In the late 1970s, Tom Noonan, then around 20 years old, worked in a Winn-Dixie supermarket in Louisville, Ky. His job was to change price tags a couple of times a week. He'd go through the store with a box cutter and a pricing gun, slicing off the old price stickers and applying the new, higher ones. It's one of the 1970s memories that came pouring out of my Facebook friends when I asked about their experiences.
Not every store was so meticulous. Many just slapped the new prices on top of the old ones. "I half remember peeling off price labels to get a lower price (maybe on a book?), not even realizing that what I was doing was wrong," confesses Mike Schiffer, a law school IT manager born in 1968, in the Facebook thread.
I remember grocery shopping with my mother in the early 1970s, as the price of ground beef kept rising: from 89 cents per pound to 99 cents to $1.09 and even $1.19. In April 1973, we joined a weeklong meat boycott.
The boycott was a half-baked combination of economic theory, activist theater and housewife cri de coeur. "Devalue Pot Roast Not Dollars!" read a protest poster shown on the New York Times front page. In response, President Richard Nixon imposed tighter price controls on meat.
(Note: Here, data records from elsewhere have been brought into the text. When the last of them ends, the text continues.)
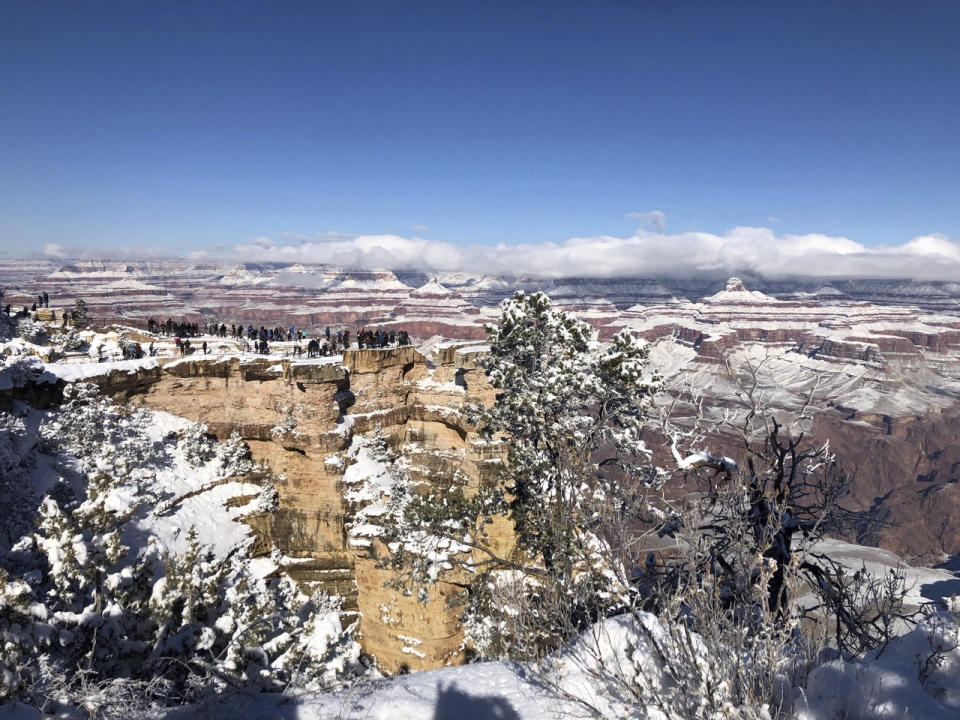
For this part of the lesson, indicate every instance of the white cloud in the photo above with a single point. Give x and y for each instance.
(741, 250)
(657, 219)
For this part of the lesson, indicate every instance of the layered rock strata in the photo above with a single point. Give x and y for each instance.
(300, 418)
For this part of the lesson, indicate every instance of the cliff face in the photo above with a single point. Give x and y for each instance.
(300, 418)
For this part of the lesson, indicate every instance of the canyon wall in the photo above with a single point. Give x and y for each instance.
(300, 419)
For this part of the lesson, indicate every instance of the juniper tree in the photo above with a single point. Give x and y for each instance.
(568, 415)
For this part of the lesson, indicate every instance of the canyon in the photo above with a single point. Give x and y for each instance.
(871, 366)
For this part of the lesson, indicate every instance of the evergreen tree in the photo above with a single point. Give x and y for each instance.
(80, 314)
(569, 415)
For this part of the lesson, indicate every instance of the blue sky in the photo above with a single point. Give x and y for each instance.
(186, 125)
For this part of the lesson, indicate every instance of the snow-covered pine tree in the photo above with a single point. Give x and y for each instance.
(570, 414)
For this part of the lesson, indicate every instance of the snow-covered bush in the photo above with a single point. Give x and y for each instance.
(93, 609)
(217, 619)
(233, 456)
(70, 340)
(19, 371)
(99, 433)
(31, 331)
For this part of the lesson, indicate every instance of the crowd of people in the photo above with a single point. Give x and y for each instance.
(330, 343)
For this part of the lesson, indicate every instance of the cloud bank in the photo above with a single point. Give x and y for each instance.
(751, 251)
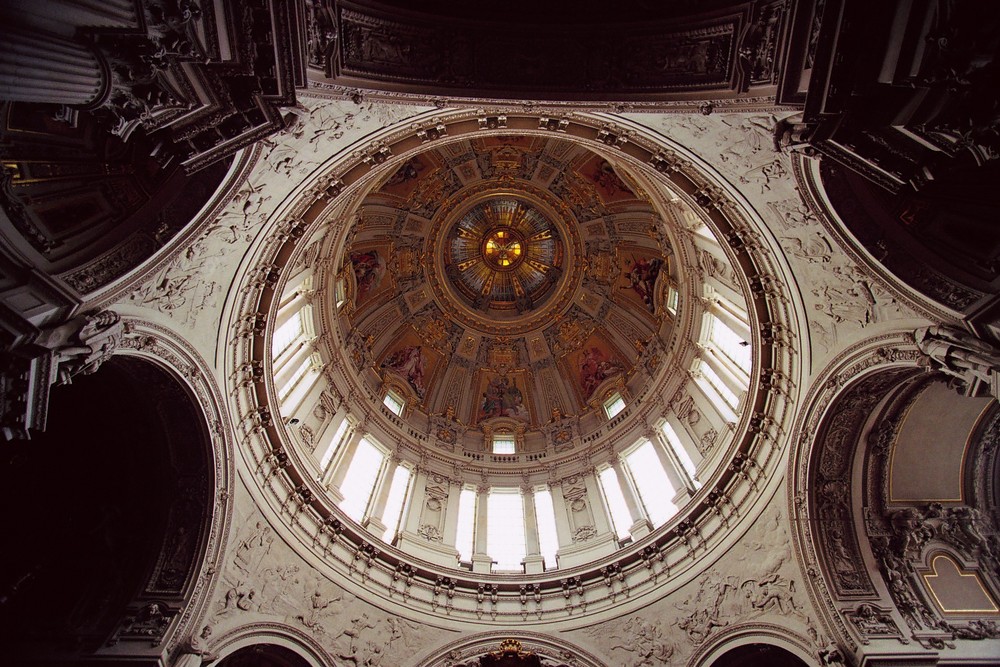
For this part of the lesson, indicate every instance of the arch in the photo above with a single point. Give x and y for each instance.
(864, 419)
(128, 493)
(467, 650)
(822, 469)
(279, 460)
(159, 346)
(263, 655)
(750, 645)
(295, 646)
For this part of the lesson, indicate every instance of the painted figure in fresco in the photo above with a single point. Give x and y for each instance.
(606, 178)
(595, 368)
(642, 278)
(408, 362)
(368, 271)
(502, 398)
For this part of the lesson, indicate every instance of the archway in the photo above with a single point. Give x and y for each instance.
(264, 655)
(110, 507)
(758, 655)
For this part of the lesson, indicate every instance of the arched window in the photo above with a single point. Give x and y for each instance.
(621, 518)
(398, 490)
(655, 490)
(335, 442)
(505, 541)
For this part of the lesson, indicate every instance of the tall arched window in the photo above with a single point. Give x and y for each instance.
(505, 541)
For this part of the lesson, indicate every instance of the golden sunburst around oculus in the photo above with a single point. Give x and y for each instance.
(504, 254)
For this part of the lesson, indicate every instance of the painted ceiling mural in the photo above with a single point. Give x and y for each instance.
(483, 273)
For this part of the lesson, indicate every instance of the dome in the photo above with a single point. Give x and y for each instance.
(489, 286)
(520, 376)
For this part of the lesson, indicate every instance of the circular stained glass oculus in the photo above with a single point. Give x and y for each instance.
(503, 249)
(504, 254)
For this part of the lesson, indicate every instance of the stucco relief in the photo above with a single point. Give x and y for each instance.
(753, 583)
(186, 288)
(264, 581)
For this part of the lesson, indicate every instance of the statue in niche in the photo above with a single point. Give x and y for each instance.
(82, 344)
(369, 268)
(595, 368)
(196, 653)
(641, 278)
(502, 398)
(958, 353)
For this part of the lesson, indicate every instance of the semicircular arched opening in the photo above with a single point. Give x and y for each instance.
(110, 509)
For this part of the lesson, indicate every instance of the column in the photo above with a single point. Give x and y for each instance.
(451, 512)
(344, 458)
(533, 561)
(481, 561)
(299, 300)
(289, 367)
(640, 524)
(561, 511)
(602, 524)
(38, 67)
(374, 522)
(675, 470)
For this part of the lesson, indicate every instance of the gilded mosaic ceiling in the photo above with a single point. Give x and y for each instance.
(510, 277)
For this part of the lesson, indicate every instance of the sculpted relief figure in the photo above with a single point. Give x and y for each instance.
(959, 354)
(82, 344)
Betty Crocker's meat-stretching Hamburger Helper, which went national in 1971, was a longer-lived remedy.
While I was a middle-schooler tracking meat prices and sewing my own clothes, Bill Meagher was a 10-year-old Philadelphia consumer with a gripe about a local delicacy. The price of his favorite TastyKake snack kept going up. He wrote a letter complaining to the president of the company. Much to his astonishment, Meagher recalled, he got a reply "explaining inflation to me in very simple terms."